The dearth of ships available for charter or sale has caused Wan Hai Lines to put plans to re-enter the Asia-Europe tradelane on hold.

The Taiwanese liner operator was addressing speculation that it had ambitions to restart its Asia-Europe service, axed in in 2010 due to a lack of scale.

Speculation grew after Wan Hai launched a standalone Asia-US west coast service last year and an Asia-US east coast in June.

Wan Hai said, “Re-entering the European lane is not considered for the time being, due to the lack of suitable ships.”

Management said globally, the idle container ship fleet was at a historical low of 0.7%, meaning almost all available vessels are in use.

“Liner operators are not deliberately withholding any vessels. Freight costs will remain high and next year, we expect higher revenue and profits,” said Wan Hai.

Primarily an intra-Asia carrier, it pointed out that congestion in major Asian ports, including Singapore, Hong Kong and Busan, remained severe. This would exacerbate equipment and capacity shortages in the traditional Q3 peak season, lending support to freight revenues, it added.

Wan Hai said transpacific services accounted for nearly 40% of its H1 21 revenue, and healthy demand persuaded the company to offer regular sailings.
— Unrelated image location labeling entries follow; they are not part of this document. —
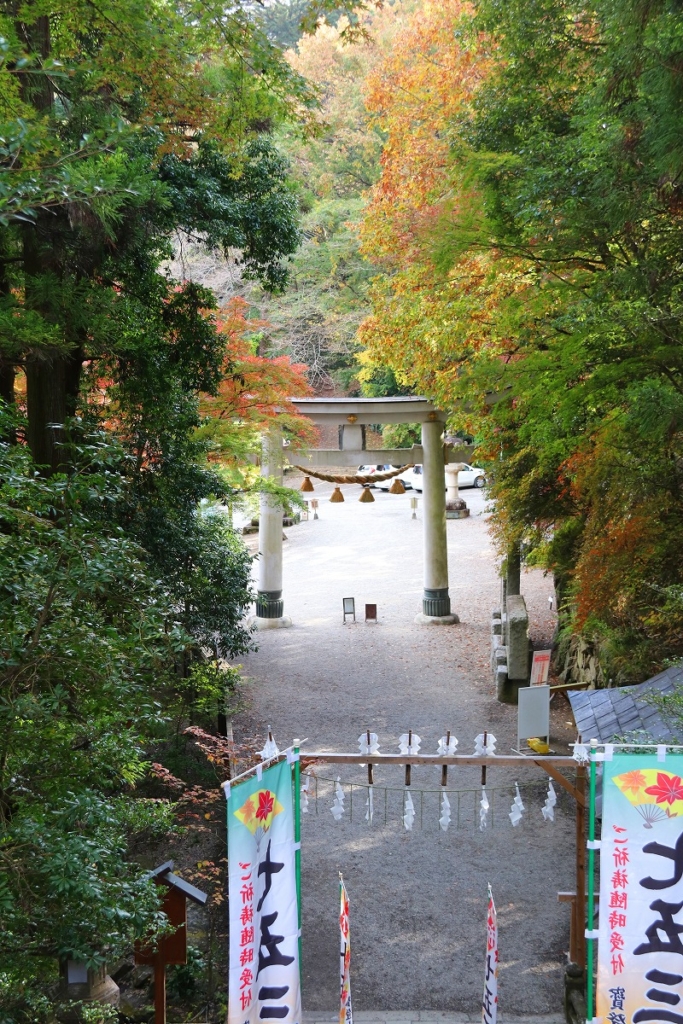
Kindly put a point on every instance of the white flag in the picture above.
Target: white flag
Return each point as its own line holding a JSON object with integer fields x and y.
{"x": 345, "y": 1012}
{"x": 489, "y": 1001}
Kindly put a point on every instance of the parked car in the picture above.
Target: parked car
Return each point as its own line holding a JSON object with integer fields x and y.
{"x": 472, "y": 476}
{"x": 406, "y": 477}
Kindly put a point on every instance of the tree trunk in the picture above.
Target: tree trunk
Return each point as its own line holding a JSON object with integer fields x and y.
{"x": 46, "y": 376}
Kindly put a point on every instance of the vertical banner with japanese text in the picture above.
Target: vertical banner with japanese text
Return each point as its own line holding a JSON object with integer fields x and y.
{"x": 640, "y": 953}
{"x": 489, "y": 1001}
{"x": 264, "y": 981}
{"x": 345, "y": 1012}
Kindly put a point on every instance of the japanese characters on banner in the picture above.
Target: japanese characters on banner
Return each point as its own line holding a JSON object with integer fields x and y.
{"x": 489, "y": 1001}
{"x": 345, "y": 1012}
{"x": 640, "y": 952}
{"x": 264, "y": 981}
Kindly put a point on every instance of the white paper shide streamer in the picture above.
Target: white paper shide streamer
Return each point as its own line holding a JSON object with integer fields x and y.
{"x": 488, "y": 750}
{"x": 369, "y": 743}
{"x": 305, "y": 790}
{"x": 409, "y": 743}
{"x": 444, "y": 819}
{"x": 337, "y": 808}
{"x": 517, "y": 808}
{"x": 367, "y": 747}
{"x": 581, "y": 754}
{"x": 484, "y": 807}
{"x": 270, "y": 750}
{"x": 409, "y": 811}
{"x": 370, "y": 806}
{"x": 548, "y": 809}
{"x": 446, "y": 747}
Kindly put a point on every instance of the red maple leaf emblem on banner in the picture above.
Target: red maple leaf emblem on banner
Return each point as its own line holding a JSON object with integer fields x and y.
{"x": 265, "y": 805}
{"x": 668, "y": 790}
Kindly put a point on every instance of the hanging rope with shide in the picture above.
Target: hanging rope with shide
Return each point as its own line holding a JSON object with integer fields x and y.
{"x": 356, "y": 478}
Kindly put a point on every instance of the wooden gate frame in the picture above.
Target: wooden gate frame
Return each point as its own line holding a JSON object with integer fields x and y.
{"x": 551, "y": 764}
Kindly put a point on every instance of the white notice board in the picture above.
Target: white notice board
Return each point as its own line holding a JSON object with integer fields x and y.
{"x": 532, "y": 713}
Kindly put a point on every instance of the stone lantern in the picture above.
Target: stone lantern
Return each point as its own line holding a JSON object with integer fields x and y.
{"x": 84, "y": 984}
{"x": 455, "y": 506}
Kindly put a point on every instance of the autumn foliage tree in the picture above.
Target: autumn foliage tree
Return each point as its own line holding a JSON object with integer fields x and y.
{"x": 524, "y": 226}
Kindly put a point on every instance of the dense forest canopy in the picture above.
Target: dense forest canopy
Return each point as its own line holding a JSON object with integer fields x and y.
{"x": 476, "y": 202}
{"x": 526, "y": 229}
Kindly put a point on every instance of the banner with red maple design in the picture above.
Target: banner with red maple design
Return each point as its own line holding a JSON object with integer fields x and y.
{"x": 640, "y": 947}
{"x": 264, "y": 981}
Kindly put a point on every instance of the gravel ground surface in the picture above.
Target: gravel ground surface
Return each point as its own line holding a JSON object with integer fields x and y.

Its H1 21 net profit swelled 19-fold year on year, to $1.21bn, thanks to rocketing freight rates, with revenues up 28%, to $3.1bn.

The company has more than 40 ships on order and expects delivery of some to start this year.

Wan Hai added that it had entered into a leasing contract with Seaco Global, a subsidiary of China’s HNA Group, for 5,570 containers. The total lease amount is $46.59m. It had said in May it planned to procure more containers, after having ordered 50,000 20ft boxes from China International Marine Containers in January.